The judges compared the case to prior rulings requiring the commonwealth to show a medical justification when blood is drawn absent police involvement.
“All the evidence reflects that the blood draw occurred pursuant to the hospital’s perceived duty under Section 3755,” the opinion stated.
Section 3755 of the Pennsylvania Vehicle Code mandated that hospitals take blood samples from drivers in suspected DUI crashes. But during Persico’s appeal, the Pennsylvania Supreme Court struck down that law in Commonwealth v. Hunte, declaring it “facially unconstitutional” because it authorized warrantless blood seizures without an applicable exception to the Fourth Amendment. Citing that precedent, the Superior Court ruled that “subsequent search warrants that permitted the seizure of Persico’s blood sample for testing did not cure the defect of the illegal blood draw.”
Sentencing and background
Persico, 74, of Shavertown, was convicted in October 2023 on multiple counts, including homicide by vehicle while DUI, homicide by vehicle, involuntary manslaughter, and DUI-highest rate of alcohol. At his February 2024 sentencing, Judge Joseph Matika referenced a presentence report containing 37 letters of support and described the case as unlike any he had seen.
“I’ve never had to sentence an individual where there was so much support,” Matika said from the bench. “But there was an evil lurking within that man and that evil was alcoholism. I think you downplayed the extent to which alcoholism had consumed you and, sadly, you realized that too late.”

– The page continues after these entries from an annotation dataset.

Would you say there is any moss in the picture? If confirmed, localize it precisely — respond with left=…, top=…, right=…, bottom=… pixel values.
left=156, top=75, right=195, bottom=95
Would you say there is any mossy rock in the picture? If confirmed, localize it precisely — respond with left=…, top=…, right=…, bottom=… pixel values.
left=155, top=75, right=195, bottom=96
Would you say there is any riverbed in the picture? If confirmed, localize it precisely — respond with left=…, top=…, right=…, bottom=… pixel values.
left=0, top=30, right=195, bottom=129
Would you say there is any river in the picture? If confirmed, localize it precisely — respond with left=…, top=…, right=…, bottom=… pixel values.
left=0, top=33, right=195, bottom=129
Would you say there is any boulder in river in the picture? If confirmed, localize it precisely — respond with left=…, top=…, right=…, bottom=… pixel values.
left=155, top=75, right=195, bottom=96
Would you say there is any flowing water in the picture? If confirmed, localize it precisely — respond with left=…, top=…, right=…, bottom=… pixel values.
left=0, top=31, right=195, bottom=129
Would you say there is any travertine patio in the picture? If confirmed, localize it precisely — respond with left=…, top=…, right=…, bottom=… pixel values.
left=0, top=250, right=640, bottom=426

Following the crash, Persico suffered a fall at home that left him paralyzed and using to a motorized wheelchair.
“Of all the things I have asked of God in my life, the thing I ask the most is to turn back the hands of time and eliminate the tragedy of that day,” Persico said at his sentencing. “For about three years I’ve been confined to a wheelchair and imprisoned in my shell of a body, and if this is God’s response to the tragedy of that day, so be it.”
Carbon County Assistant District Attorney Kara Beck, who prosecuted the case, told the court the sentencing marked a milestone for Gerrity’s family after years of waiting.
“Today is about the victims,” she said at the time. “No sentence that any judge could fashion will turn back the hands of time and bring Paul back for his family.”
In a letter to the court, Gerrity’s sister Donna wrote: “It was totally within someone’s control not to get behind the wheel of a car and drive drunk. My brother didn’t have to die.”